Nice article, isn't it better to store the whole state separately and use pure functions instead? Then by passing in only the necessary props avoid the whole componentShouldUpdate checks? (And as a plus you can get rid of the whole 'class' - thing ;-) )

Giorgio • 9 years ago

I'd add to Hassan's reply by also mentioning that there are no performance benefits to implementing functional stateless components in contrast to stateless class-based components.

i.e.

const FuncComponent = ({ some, props, here}) => <fancymarkup/>

and

class ClassicalComponent extends Component {
render () {
return <fancymarkup/>
}
}

Perform identically the same. In Fact, the ClassicalComponent can implement ShouldComponentUpdate and eliminate any unnecessary re-renders.
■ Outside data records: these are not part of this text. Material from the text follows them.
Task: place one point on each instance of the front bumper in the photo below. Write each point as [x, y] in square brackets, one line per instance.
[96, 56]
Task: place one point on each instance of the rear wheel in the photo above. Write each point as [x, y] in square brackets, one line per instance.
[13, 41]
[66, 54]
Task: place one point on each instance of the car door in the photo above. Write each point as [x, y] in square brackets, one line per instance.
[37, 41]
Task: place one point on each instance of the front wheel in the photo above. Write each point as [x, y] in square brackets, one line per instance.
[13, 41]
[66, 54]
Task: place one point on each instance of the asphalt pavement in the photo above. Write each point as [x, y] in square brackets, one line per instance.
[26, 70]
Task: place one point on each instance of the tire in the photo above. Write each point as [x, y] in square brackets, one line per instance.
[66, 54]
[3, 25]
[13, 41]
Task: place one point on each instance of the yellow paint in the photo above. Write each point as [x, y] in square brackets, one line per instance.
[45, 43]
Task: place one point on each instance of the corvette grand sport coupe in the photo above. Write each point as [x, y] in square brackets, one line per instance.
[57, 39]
So if you have a big app with many stateless functional components you might actually see performance gains by refactoring your functional components to be class-based and then implement shouldComponentUpdate.

Hassan Ali • 9 years ago

A component sometimes need it's own internal state in order to make it truly reusable and encapsulated. Consider two instances of a "Counter" component. Having the state of the counter (counter's value) outside will give you a hard time updating a counter without affecting the other. Converting the functional component to a class with a state might be good to have in a Counter component.

Giorgio • 9 years ago

+1 ;)

Mark Erikson • 8 years ago

Just ran across this post. Very nice summary! I would add in a mention of `forceUpdate()`, though.

My standard description is:

A React component re-renders in three situations:

1) The parent component re-renders, which causes all of the parent's children to try to re-render, _even if the props from the parent haven't changed_.
2) The component calls `this.setState()`, which queues a state update and a re-render
3) The component calls `this.forceUpdate()`, which queues a re-render.